2007-02-14

Apache Derby versus HSQLDB

So I tried to use HSQLDB for a little hobby AI project of mine, that is, mining information from Wikipedia. Now HSQLDB is so fast it is just silly. Thats all good. Now, I wanted to store a histogram in a table because the number of items was too great to store in RAM/HashMap. I convert the code to use the DB instead of the HashMap, and all is fine. Now I want to see the resulting topmost entries in this histogram thing. So I do something along these lines:

SELECT TOP 10 * FROM histo ORDER BY cnt;

Does this work? No. OutOfMemoryError. Why?? It turns out that HSQLDB does not use indexes for ORDER BY, and hence it tries to build a temporary result that consists of the entire database. I had a look at the source, and I was determined to fix this, however ugly the solution would be.

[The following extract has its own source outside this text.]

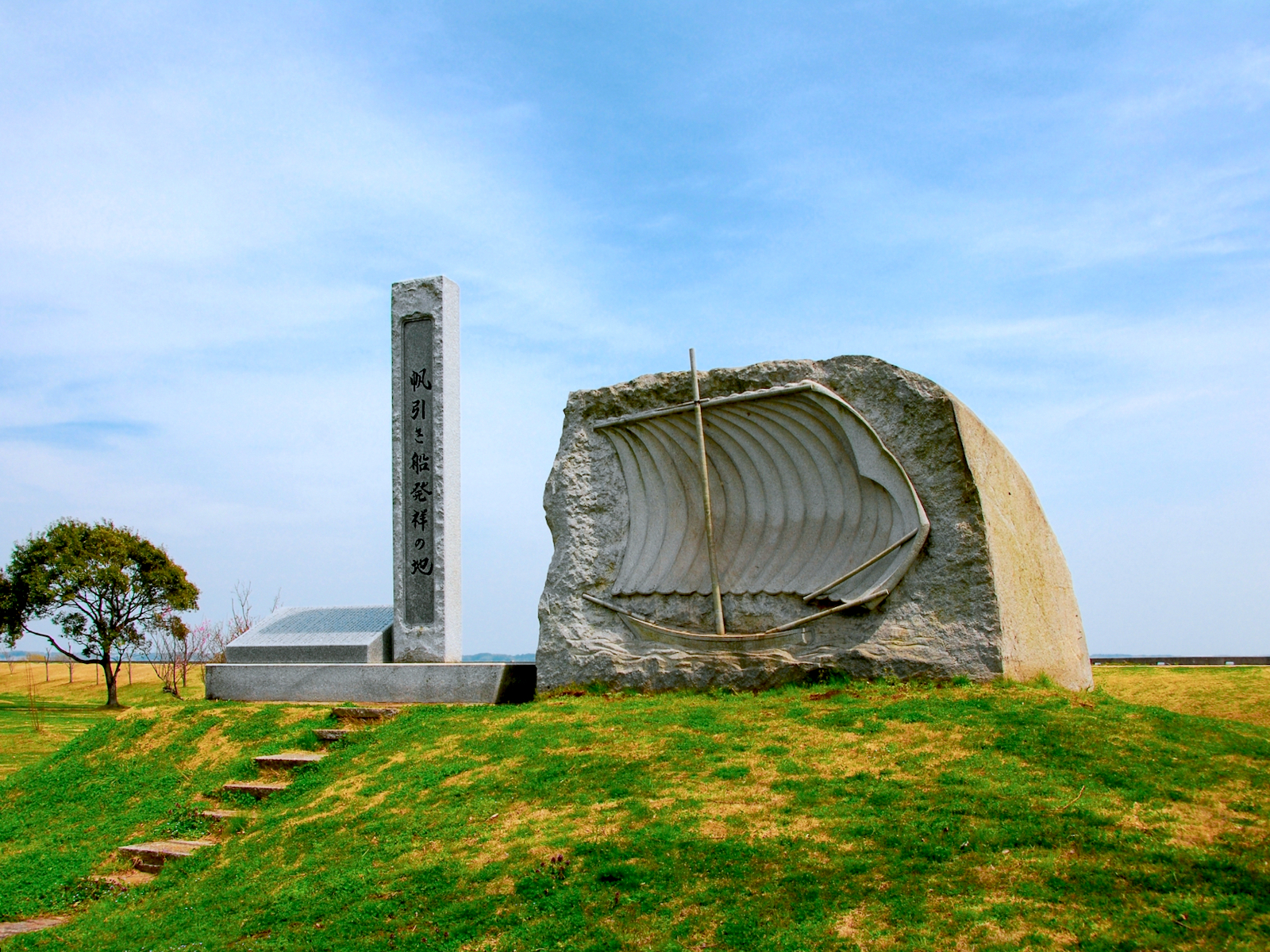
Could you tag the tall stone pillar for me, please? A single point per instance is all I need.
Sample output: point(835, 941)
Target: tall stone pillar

But then I found Apache Derby, and it looks to be all that I want. It does not seem to be as fast as HSQLDB, but on the other hand I should be mostly I/O bound anyway since my databases will be many times my RAM in size. Also, Derby seems to excel at the embedded and PreparedStatement corner, and that is exactly what I'm doing. 100% of my recurring SQL statements are already Prepared.

HSQLDB is not a very young project, but I must say Derby seems to be about 10 times more mature to me.

HSQLDB 0, Apache Derby 1.

2 comments:

Samir Savla said...

I am not sure if you can use limit or top n in Derby yet. I am trying to use it too and am getting an exception too.

sandos said...

I am fairly sure limit etc should work fine in derby! What exception are you getting ?